It looks like Ebix, Inc. (NASDAQ:EBIX) is about to go ex-dividend in the next 4 days. You will need to purchase shares before the 3rd of September to receive the dividend, which will be paid on the 16th of September.
Ebix’s upcoming dividend is US$0.075 a share, following on from the last 12 months, when the company distributed a total of US$0.30 per share to shareholders. Calculating the last year’s worth of payments shows that Ebix has a trailing yield of 0.9% on the current share price of $34.52. If you buy this business for its dividend, you should have an idea of whether Ebix’s dividend is reliable and sustainable. So we need to check whether the dividend payments are covered, and if earnings are growing.
Dividends are typically paid from company earnings. If a company pays more in dividends than it earned in profit, then the dividend could be unsustainable. Ebix is paying out just 5.0% of its profit after tax, which is comfortably low and leaves plenty of breathing room in the case of adverse events. Yet cash flow is typically more important than profit for assessing dividend sustainability, so we should always check if the company generated enough cash to afford its dividend. It paid out 13% of its free cash flow as dividends last year, which is conservatively low.

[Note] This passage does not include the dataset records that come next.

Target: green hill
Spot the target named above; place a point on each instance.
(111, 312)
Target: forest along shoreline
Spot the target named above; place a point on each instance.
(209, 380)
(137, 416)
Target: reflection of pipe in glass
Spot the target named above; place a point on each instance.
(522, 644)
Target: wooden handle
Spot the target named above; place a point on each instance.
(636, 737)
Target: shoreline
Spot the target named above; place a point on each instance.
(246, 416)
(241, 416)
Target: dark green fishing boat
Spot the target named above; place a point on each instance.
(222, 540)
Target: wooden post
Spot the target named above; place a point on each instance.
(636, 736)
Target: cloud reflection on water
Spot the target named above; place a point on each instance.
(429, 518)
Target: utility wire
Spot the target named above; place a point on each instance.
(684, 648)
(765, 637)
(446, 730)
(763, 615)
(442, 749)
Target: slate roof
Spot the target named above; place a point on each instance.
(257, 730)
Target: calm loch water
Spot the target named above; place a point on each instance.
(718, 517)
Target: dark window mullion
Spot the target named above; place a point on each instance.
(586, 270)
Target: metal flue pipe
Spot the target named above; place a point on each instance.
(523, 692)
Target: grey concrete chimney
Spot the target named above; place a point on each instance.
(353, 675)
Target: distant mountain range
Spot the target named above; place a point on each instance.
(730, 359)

It’s encouraging to see that the dividend is covered by both profit and cash flow. This generally suggests the dividend is sustainable, as long as earnings don’t drop precipitously.
Have Earnings And Dividends Been Growing?
Stocks in companies that generate sustainable earnings growth often make the best dividend prospects, as it is easier to lift the dividend when earnings are rising. If earnings fall far enough, the company could be forced to cut its dividend. Fortunately for readers, Ebix’s earnings per share have been growing at 14% a year for the past five years. The company has managed to grow earnings at a rapid rate, while reinvesting most of the profits within the business. This will make it easier to fund future growth efforts and we think this is an attractive combination – plus the dividend can always be increased later.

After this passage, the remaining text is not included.